Storage and Retrieval

Append-only data storage

A simple, high-performance key-value store design inspired by log-structured storage (used in systems like Apache Kafka, Bitcask, and LSM trees).

Use an indexing strategy and keep an in-memory hash map where every key is mapped to a byte offset in the data file which shows the location the value is found for that key. Update the hash map whenever you append a new key-value pair.

How to avoid eventually running out of disk space? Split the log into segment files of a certain size and close the segment file when it reaches that size and start a new one. Compaction = going through segments and removing duplicate keys in the log and keep only the most recent update.

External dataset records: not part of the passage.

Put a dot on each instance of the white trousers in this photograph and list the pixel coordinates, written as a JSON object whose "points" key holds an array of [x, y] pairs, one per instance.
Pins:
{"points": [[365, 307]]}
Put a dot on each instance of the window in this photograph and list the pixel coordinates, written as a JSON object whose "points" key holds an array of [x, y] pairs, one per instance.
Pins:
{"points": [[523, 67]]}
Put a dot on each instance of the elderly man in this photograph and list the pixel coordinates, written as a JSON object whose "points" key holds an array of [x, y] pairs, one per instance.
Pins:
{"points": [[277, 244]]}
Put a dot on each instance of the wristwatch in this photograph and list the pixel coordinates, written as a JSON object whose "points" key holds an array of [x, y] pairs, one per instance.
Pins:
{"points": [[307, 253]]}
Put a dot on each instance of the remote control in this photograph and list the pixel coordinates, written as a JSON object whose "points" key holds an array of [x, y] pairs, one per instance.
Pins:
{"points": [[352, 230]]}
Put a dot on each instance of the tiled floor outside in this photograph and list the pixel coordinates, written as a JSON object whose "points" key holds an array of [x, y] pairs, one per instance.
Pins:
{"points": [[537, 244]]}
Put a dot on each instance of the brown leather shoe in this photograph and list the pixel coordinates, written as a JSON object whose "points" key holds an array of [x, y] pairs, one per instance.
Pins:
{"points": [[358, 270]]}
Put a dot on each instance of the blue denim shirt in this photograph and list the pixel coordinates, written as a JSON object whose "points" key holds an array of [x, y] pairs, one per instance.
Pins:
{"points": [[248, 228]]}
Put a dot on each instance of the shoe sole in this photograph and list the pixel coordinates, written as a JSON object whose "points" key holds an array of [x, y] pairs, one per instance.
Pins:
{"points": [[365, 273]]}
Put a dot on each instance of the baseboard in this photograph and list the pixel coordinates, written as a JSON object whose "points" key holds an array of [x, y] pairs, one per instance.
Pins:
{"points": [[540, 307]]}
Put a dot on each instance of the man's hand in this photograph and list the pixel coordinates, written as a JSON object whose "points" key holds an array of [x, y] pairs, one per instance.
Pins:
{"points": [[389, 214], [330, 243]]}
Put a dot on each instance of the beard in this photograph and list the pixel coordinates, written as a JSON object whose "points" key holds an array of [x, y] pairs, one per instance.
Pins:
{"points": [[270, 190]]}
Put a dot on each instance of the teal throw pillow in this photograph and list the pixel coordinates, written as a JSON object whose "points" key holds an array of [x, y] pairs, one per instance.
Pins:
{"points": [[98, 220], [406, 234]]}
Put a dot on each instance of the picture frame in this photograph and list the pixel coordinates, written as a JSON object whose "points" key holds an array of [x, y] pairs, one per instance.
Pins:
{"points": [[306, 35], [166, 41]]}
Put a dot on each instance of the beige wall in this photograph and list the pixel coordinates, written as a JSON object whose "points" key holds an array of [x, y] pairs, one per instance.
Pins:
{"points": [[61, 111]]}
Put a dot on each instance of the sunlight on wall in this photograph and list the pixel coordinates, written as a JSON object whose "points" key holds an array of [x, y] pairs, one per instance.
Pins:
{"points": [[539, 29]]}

Each segment has its own in-memory hash map mapping key to file offsets. To find the value for a key, first check in the most recent segment’s hash map, if not found then check second most recent segment’s hash map, etc.

Data Warehousing

Online Transaction Processing (OLTP) systems are expected to be highly available and to be low latency, since they are important to the operations of the business. They are written to by user input.

Online Analytical Processing (OLAP) systems are designed for complex data analysis. They are written to by extracting data from OLTP via Extract-Transform-Load (ETL). OLAPs are read-only.

OLAP systems usually use star or snowflake schema. These involve using fact tables which connect to multiple dimension tables. Fact tables are very large and store quantitative data related to business needs. Dimension tables store descriptive context about the data in the fact table.

Column-Oriented Storage

Fact tables often have many many columns but typical queries only access a few of them at once (SELECT x, y, z FROM …).

To execute queries efficiently, we can store all the values from each column together. A query only needs to read and parse those columns that are used in the query. This approach relies on that the rows in each column are in the same order. The 7th row of the table is the collection of the 7th entry in each column file.